Through such wonderfully captivating readings and supplemental discourse with various colleagues spanning the gamut of educational involvement, I have come to feel that my place is not in a “traditional” school, doing my best to work within while pushing the boundaries of an oppressive system, aiming to cultivate and spread a more democratic framework outward from my microcosm. Rather, it is within this democratic framework wherein I can strengthen and hone my understanding of integral terms such as teaching, learning, sharing, curriculum, and pedagogy.

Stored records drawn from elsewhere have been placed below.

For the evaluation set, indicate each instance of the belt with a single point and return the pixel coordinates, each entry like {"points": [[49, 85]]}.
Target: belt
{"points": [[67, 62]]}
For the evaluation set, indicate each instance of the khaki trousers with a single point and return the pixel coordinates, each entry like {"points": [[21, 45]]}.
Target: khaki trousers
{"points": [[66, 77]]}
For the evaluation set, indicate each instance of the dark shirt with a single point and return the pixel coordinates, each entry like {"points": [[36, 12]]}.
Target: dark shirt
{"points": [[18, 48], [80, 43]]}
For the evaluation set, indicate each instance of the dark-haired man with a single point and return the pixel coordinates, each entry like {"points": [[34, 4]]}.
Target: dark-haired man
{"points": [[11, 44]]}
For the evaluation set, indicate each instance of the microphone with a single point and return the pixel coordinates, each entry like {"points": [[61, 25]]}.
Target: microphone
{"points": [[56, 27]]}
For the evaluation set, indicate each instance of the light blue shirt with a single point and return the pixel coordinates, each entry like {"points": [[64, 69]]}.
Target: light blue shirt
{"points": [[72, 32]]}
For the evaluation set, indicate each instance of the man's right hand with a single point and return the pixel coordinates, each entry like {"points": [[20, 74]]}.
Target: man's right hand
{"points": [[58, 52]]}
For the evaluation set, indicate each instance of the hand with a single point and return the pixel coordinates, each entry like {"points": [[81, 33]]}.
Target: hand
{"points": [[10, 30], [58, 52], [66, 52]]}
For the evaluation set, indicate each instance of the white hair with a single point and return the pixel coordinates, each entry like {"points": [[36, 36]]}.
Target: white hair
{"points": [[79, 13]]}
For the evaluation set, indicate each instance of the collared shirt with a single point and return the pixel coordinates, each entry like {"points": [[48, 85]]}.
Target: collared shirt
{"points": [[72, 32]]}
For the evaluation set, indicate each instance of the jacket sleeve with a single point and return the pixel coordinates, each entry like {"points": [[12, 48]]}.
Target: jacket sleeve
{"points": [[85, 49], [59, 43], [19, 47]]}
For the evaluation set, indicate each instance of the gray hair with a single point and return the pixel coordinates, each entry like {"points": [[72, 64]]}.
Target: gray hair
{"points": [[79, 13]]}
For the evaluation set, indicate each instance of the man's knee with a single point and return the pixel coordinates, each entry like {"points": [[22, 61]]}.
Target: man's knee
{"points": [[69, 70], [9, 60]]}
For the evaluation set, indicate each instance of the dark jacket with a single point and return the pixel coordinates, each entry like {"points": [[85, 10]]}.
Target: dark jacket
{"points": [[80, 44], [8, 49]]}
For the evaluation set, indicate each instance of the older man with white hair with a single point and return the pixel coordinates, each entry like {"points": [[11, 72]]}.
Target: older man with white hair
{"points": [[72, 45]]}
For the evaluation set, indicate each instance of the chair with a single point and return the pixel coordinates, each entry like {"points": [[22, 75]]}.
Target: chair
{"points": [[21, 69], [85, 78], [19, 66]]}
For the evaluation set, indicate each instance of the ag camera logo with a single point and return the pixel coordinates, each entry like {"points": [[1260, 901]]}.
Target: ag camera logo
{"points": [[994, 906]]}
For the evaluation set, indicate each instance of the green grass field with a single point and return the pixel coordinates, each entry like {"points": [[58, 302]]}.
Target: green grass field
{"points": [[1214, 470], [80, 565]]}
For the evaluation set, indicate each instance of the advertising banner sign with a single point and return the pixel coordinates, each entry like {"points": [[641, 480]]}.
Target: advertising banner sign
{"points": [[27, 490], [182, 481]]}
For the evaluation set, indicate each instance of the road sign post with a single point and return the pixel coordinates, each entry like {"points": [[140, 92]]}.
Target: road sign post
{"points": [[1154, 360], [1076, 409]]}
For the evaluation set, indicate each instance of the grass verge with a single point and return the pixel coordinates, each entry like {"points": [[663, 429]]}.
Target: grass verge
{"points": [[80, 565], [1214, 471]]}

While I am fully aware of the necessity for practicality’s sake, I deem the language of “alternative education” somewhat self-damning. Democratic education is true education. It is malleable, sensitive, dynamic, meaningful, shared, lasting, beautiful, and variant learning. According to my personal ideological framework, there just is no other way. I have not had to endure decades of frustration at the hands of the public school system as a teacher to understand that the flaws therein are countless and highly obtrusive.

As I reminisce about my academic career, there are vast, yet seemingly natural, gaps wherein I wasted a great deal of time with regards to acting upon my naturally inquisitive nature. The effects of these moments, of course, I’ll never be able to fully reverse, although amelioration has begun. As I take a look at my current situation, I feel as though it is somewhat fatalistic that such a course should be offered at the zenith of my interest in intellectual and personal development. Dr. Miller’s course will provide for me a foundation upon which I can build my understanding and truly internalize the ideas offered me by the aforementioned minds, amongst countless others, including classmates. The short and long term effect of this internalization will be a preparatory period that will lead to an extraordinary life as a teacher, student, and human being.

Over the course of the next year, which I have dubbed “my self-directed graduate program,” I’ll be aiming to visit several schools nationwide. It is my goal that by getting familiar with the various pedagogical approaches that are being applied as well as with the people involved in proliferating democracy in schools, a full time opportunity will be inevitable. Of course, that traveling, while necessary, is not free. I am, at this point, working as much as possible, filling free time with reading. I’ve realized that while many things must change after graduation, the debt and the necessity of a frugal lifestyle is clearly not one of those things. As such, any and all assistance will be unbelievably appreciated.

Please let me know the status of scholarships and the enrollment into the class. It likely goes without saying, though I will, that enrollment is largely based on affordability.

Thank You

Friday, August 3, 2007

Direct hit...

On the way home from work today, I noticed two kids on a bridge overlooking 35 somewhere just south of downtown. As I passed under them, one of the little turds spit a bunch of his Arizona green tea on the hood and windshield of the car. He nailed me so perfectly, I couldn't even be angry. Until we meet again, young hoodlum. For we shall meet again, in this life or the next, and when we do, I'll shake your hand in honor of your accuracy, yet criticize you for having picked the one guy who won't get stirred up about it. That's me, one, butthead, nil.

Thursday, August 2, 2007

Aqui estoy, finalmente.

It has begun...there is an accumulation of potential energy that builds daily within me in the form of ideas, interests, and questions. This happens largely because I am working in a job where mental taxation is minimal. It is steady work, however. Regardless, the old "dog's breakfast" tends to wander, arriving at the following inquiries, musings, and concepts. We'll see where we go from here.

By the way, my mother was curious as to the exact definition of my name on this space in the world wide web. Conscientizacao, Portuguese, as defined by Paulo Freire, "refers to learning to percieve social, political, and economic contradictions, and to take action against the oppressive elements of reality." Pretty powerful stuff, something I can only hope to enact personally, as well as a journey on which I hope to guide students of various ages and cultures.